Arnon Milchan (produtor do filme):

"Caminhando sem parar, eu vi, no terraço principal de Cannes, um rosto inconfundível. 'Ai, meu Deus! Este é Sérgio Leone!' Eu não sabia, na época, que ele estava sentado naquele terraço havia 11 anos esperando alguém se aproximar, se apresentar e dizer: 'Posso assinar o cheque para financiar o seu filme e produzi-lo?'."



Stuart Kaminsky (roteirista):
- Trabalhou em cima da adaptação para cinema que já havia sido feita pelo time de roteiristas... está creditado como "diálogos adicionais"


"Ele [Sérgio Leone] leu todo o roteiro comigo lá. 400 páginas.

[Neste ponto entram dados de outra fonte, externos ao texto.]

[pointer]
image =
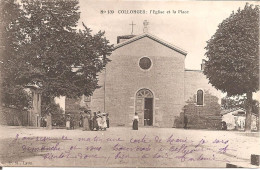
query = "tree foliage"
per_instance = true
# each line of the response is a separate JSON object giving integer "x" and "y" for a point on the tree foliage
{"x": 233, "y": 56}
{"x": 233, "y": 53}
{"x": 52, "y": 53}
{"x": 239, "y": 102}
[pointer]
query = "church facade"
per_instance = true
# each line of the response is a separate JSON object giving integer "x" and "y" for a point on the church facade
{"x": 147, "y": 75}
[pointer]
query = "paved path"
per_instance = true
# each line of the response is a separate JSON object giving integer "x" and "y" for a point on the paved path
{"x": 123, "y": 147}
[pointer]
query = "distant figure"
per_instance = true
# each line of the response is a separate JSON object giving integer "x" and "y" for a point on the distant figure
{"x": 68, "y": 123}
{"x": 107, "y": 119}
{"x": 91, "y": 121}
{"x": 86, "y": 119}
{"x": 185, "y": 122}
{"x": 95, "y": 124}
{"x": 72, "y": 123}
{"x": 135, "y": 121}
{"x": 223, "y": 125}
{"x": 81, "y": 120}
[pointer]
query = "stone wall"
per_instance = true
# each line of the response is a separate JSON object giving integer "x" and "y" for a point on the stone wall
{"x": 206, "y": 116}
{"x": 124, "y": 77}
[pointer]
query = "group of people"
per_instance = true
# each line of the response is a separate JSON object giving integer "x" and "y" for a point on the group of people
{"x": 97, "y": 121}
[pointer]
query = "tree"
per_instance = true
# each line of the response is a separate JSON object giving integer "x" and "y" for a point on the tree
{"x": 12, "y": 94}
{"x": 56, "y": 56}
{"x": 233, "y": 56}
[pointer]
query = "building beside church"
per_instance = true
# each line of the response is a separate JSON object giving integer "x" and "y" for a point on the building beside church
{"x": 147, "y": 75}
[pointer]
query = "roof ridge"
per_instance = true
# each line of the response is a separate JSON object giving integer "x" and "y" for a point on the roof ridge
{"x": 137, "y": 37}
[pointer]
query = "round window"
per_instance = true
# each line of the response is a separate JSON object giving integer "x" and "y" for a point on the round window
{"x": 145, "y": 63}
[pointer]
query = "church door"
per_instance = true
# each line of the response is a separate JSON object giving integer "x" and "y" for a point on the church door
{"x": 144, "y": 106}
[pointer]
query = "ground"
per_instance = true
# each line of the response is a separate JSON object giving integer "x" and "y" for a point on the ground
{"x": 124, "y": 147}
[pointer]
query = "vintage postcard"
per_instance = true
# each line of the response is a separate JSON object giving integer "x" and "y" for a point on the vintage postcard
{"x": 147, "y": 84}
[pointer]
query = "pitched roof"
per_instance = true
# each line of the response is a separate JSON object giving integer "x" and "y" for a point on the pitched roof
{"x": 226, "y": 111}
{"x": 171, "y": 46}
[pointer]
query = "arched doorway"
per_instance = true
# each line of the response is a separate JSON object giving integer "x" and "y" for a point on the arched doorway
{"x": 144, "y": 106}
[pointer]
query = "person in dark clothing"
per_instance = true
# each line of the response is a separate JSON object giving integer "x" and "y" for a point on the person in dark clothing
{"x": 95, "y": 124}
{"x": 107, "y": 119}
{"x": 81, "y": 120}
{"x": 135, "y": 121}
{"x": 185, "y": 122}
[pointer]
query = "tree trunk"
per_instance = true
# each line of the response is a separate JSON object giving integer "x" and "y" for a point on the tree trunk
{"x": 248, "y": 111}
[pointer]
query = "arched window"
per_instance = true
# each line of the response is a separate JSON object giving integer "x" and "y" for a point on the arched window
{"x": 200, "y": 97}
{"x": 145, "y": 63}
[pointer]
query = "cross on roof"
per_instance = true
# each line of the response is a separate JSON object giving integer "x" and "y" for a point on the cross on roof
{"x": 132, "y": 27}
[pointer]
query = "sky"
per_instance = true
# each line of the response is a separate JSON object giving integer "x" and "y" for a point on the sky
{"x": 189, "y": 31}
{"x": 191, "y": 25}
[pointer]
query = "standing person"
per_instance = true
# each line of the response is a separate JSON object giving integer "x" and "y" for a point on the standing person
{"x": 86, "y": 119}
{"x": 72, "y": 123}
{"x": 81, "y": 120}
{"x": 185, "y": 122}
{"x": 91, "y": 120}
{"x": 107, "y": 119}
{"x": 95, "y": 124}
{"x": 68, "y": 122}
{"x": 135, "y": 121}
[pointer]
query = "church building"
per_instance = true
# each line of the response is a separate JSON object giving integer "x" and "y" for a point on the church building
{"x": 147, "y": 75}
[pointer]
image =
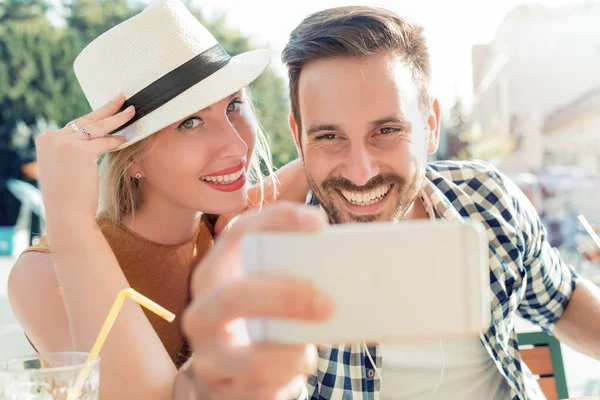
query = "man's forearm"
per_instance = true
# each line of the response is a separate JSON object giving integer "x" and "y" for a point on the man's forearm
{"x": 579, "y": 326}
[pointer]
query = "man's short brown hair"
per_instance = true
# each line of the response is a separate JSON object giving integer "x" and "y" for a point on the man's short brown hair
{"x": 357, "y": 31}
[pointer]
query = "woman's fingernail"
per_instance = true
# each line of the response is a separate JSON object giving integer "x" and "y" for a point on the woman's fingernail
{"x": 324, "y": 305}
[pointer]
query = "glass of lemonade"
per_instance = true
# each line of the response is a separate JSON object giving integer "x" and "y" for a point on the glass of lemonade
{"x": 48, "y": 376}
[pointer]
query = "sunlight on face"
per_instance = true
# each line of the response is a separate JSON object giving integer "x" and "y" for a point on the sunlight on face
{"x": 364, "y": 140}
{"x": 200, "y": 162}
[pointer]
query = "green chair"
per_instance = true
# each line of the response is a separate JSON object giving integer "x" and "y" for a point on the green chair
{"x": 542, "y": 354}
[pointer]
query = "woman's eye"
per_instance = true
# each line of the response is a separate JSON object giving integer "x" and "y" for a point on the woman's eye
{"x": 388, "y": 130}
{"x": 190, "y": 123}
{"x": 235, "y": 105}
{"x": 327, "y": 136}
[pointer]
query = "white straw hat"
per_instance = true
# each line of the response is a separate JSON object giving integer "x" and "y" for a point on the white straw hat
{"x": 167, "y": 65}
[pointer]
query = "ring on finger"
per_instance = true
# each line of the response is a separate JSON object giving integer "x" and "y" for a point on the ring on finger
{"x": 73, "y": 125}
{"x": 86, "y": 133}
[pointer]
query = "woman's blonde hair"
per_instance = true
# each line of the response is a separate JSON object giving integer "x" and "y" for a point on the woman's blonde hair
{"x": 120, "y": 194}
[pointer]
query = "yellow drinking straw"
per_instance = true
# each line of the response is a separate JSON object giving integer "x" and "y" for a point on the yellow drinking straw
{"x": 590, "y": 230}
{"x": 108, "y": 324}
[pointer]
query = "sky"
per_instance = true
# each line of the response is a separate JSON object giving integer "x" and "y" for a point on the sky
{"x": 451, "y": 27}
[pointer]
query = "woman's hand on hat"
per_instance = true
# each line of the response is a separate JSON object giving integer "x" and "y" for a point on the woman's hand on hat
{"x": 68, "y": 158}
{"x": 226, "y": 363}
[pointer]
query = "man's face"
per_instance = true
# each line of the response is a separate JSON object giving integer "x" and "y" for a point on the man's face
{"x": 364, "y": 141}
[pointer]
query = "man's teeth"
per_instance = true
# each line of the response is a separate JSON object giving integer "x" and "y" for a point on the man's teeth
{"x": 223, "y": 179}
{"x": 367, "y": 199}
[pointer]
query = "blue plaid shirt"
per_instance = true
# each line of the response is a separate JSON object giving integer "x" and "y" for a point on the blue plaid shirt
{"x": 527, "y": 278}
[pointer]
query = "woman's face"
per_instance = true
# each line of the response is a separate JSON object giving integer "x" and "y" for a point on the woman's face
{"x": 200, "y": 163}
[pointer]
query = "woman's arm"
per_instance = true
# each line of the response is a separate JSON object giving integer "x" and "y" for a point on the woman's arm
{"x": 134, "y": 363}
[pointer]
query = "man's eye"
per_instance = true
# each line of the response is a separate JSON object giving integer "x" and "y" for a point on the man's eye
{"x": 190, "y": 123}
{"x": 235, "y": 105}
{"x": 327, "y": 136}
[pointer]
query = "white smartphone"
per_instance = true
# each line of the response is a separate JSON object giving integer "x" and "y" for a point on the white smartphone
{"x": 413, "y": 280}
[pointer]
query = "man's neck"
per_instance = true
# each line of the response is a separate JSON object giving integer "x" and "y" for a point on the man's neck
{"x": 416, "y": 211}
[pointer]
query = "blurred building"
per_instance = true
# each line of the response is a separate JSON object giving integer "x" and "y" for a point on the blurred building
{"x": 542, "y": 60}
{"x": 572, "y": 132}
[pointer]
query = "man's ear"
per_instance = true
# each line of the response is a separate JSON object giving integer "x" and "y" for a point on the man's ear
{"x": 434, "y": 122}
{"x": 296, "y": 134}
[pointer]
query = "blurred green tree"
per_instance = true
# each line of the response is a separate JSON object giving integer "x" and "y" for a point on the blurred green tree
{"x": 36, "y": 65}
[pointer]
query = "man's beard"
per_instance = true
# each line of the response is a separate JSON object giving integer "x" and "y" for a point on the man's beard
{"x": 404, "y": 193}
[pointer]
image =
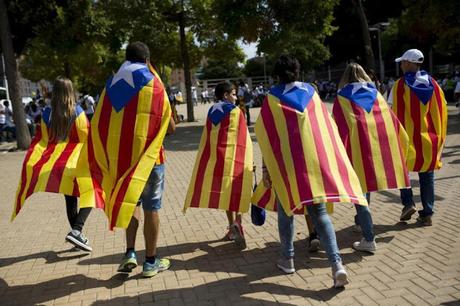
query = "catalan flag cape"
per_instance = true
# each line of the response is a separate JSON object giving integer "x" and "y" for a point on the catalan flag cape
{"x": 265, "y": 198}
{"x": 375, "y": 141}
{"x": 302, "y": 150}
{"x": 50, "y": 165}
{"x": 126, "y": 136}
{"x": 420, "y": 106}
{"x": 222, "y": 176}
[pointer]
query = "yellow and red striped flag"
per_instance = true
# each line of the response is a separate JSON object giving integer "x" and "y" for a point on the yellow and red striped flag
{"x": 302, "y": 150}
{"x": 50, "y": 166}
{"x": 126, "y": 136}
{"x": 420, "y": 106}
{"x": 265, "y": 198}
{"x": 375, "y": 141}
{"x": 222, "y": 176}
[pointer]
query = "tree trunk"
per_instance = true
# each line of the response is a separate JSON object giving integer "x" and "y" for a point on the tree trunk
{"x": 186, "y": 62}
{"x": 11, "y": 69}
{"x": 369, "y": 61}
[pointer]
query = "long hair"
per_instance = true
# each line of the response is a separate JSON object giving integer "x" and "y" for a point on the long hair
{"x": 354, "y": 73}
{"x": 62, "y": 108}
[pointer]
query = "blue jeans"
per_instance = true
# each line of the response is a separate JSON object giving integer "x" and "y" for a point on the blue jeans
{"x": 363, "y": 218}
{"x": 426, "y": 180}
{"x": 323, "y": 226}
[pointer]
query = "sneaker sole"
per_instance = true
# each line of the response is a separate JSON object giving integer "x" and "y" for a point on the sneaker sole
{"x": 127, "y": 267}
{"x": 408, "y": 214}
{"x": 155, "y": 272}
{"x": 341, "y": 280}
{"x": 314, "y": 246}
{"x": 239, "y": 239}
{"x": 78, "y": 244}
{"x": 288, "y": 271}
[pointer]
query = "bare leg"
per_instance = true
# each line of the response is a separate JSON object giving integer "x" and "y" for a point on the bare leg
{"x": 131, "y": 231}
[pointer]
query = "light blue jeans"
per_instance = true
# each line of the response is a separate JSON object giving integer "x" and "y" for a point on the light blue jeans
{"x": 426, "y": 180}
{"x": 323, "y": 226}
{"x": 363, "y": 218}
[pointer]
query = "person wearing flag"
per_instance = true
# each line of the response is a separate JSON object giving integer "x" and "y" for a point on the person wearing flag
{"x": 418, "y": 102}
{"x": 375, "y": 142}
{"x": 305, "y": 162}
{"x": 51, "y": 161}
{"x": 222, "y": 176}
{"x": 126, "y": 156}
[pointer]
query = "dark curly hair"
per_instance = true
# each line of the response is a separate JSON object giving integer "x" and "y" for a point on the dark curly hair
{"x": 287, "y": 69}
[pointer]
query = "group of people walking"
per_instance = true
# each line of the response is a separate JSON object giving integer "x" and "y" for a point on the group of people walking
{"x": 310, "y": 158}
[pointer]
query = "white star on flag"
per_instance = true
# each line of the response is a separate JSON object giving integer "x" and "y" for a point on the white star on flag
{"x": 358, "y": 85}
{"x": 126, "y": 73}
{"x": 291, "y": 85}
{"x": 421, "y": 79}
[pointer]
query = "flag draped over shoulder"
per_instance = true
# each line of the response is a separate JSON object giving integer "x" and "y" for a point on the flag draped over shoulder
{"x": 50, "y": 165}
{"x": 420, "y": 106}
{"x": 126, "y": 135}
{"x": 375, "y": 141}
{"x": 264, "y": 197}
{"x": 222, "y": 176}
{"x": 302, "y": 150}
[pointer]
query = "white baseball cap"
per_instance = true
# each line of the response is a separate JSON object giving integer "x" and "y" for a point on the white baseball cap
{"x": 411, "y": 55}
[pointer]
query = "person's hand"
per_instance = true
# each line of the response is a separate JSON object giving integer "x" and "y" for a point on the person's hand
{"x": 266, "y": 178}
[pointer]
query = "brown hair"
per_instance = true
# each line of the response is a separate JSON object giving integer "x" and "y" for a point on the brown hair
{"x": 62, "y": 108}
{"x": 354, "y": 73}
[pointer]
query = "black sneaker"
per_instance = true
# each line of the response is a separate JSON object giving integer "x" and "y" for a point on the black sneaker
{"x": 77, "y": 239}
{"x": 407, "y": 212}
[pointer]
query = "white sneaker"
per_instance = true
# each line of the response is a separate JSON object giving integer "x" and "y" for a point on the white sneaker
{"x": 366, "y": 246}
{"x": 340, "y": 278}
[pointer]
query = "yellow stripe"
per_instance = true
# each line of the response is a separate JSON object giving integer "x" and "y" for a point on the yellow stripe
{"x": 355, "y": 141}
{"x": 143, "y": 169}
{"x": 281, "y": 128}
{"x": 271, "y": 161}
{"x": 309, "y": 149}
{"x": 377, "y": 158}
{"x": 395, "y": 146}
{"x": 229, "y": 164}
{"x": 191, "y": 186}
{"x": 322, "y": 116}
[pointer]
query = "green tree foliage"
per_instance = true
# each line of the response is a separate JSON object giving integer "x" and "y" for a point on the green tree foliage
{"x": 295, "y": 26}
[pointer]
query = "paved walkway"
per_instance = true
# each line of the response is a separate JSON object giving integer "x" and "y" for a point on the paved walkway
{"x": 413, "y": 265}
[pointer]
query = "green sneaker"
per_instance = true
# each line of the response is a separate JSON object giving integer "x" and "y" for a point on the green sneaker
{"x": 128, "y": 263}
{"x": 161, "y": 264}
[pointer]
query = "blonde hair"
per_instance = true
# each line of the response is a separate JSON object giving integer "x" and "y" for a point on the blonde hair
{"x": 354, "y": 73}
{"x": 62, "y": 108}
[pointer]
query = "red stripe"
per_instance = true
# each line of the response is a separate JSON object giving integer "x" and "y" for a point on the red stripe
{"x": 35, "y": 141}
{"x": 238, "y": 169}
{"x": 366, "y": 148}
{"x": 384, "y": 143}
{"x": 36, "y": 169}
{"x": 343, "y": 171}
{"x": 400, "y": 103}
{"x": 104, "y": 122}
{"x": 417, "y": 135}
{"x": 275, "y": 142}
{"x": 217, "y": 177}
{"x": 55, "y": 177}
{"x": 297, "y": 154}
{"x": 400, "y": 148}
{"x": 203, "y": 163}
{"x": 128, "y": 125}
{"x": 344, "y": 132}
{"x": 265, "y": 199}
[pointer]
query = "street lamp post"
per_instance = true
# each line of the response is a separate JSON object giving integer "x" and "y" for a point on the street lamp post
{"x": 379, "y": 27}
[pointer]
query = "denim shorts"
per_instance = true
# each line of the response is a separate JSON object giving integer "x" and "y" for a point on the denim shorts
{"x": 153, "y": 190}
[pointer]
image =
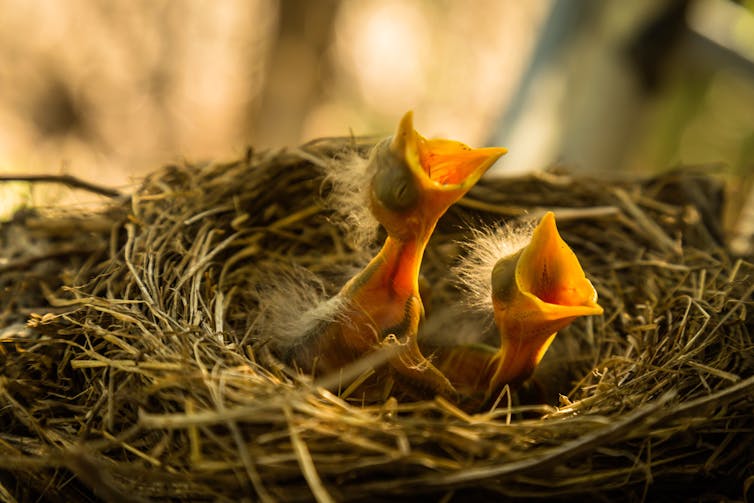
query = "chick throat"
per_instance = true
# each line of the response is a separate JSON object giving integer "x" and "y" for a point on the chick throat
{"x": 393, "y": 272}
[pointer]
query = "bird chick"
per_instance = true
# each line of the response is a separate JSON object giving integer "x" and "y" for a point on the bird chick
{"x": 413, "y": 181}
{"x": 534, "y": 291}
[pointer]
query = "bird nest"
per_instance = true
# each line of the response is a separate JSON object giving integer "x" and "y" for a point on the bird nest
{"x": 131, "y": 367}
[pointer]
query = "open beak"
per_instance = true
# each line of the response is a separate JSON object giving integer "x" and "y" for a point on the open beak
{"x": 443, "y": 169}
{"x": 545, "y": 293}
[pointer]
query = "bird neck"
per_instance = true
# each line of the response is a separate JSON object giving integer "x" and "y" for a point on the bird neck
{"x": 399, "y": 262}
{"x": 394, "y": 271}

Rindo sem parar! Ele olhou para mim e disse, pondo o roteiro de lado: 'É muito engraçado! Não quero que seja engraçado.' E eu comecei a escrever de novo."

"Eu me lembro especificamente de uma página em que Noodles [protagonista], personagem de Robert de Niro, encontra Tuesday Weld [cuja personagem é Carol] num hospital.
Ele olhou o roteiro e disse:
-Preciso de mais 10 palavras.
E apontou para uma fala de Tuesday Weld. Eu disse:
- Não está bom assim?.
E ele:
- Está. Preciso de mais 10 palavras.
Perguntei:
- Por quê?
E ele:
- Ela vai andar daqui até lá e eu quero que ela fale durante o caminho todo.
Ele já sabia como seria o set, que distância ela andaria, sabia onde a câmera ficaria, antes mesmo de o set ser construído, de qualquer coisa ser feita. E que precisava de mais 10 palavras para Tuesday Weld atravessar o local."



James Wood (co-estrela do filme, ao lado de Robert de Niro):
- Sobre a visão do diretor e persistência de conseguir fazer como queria.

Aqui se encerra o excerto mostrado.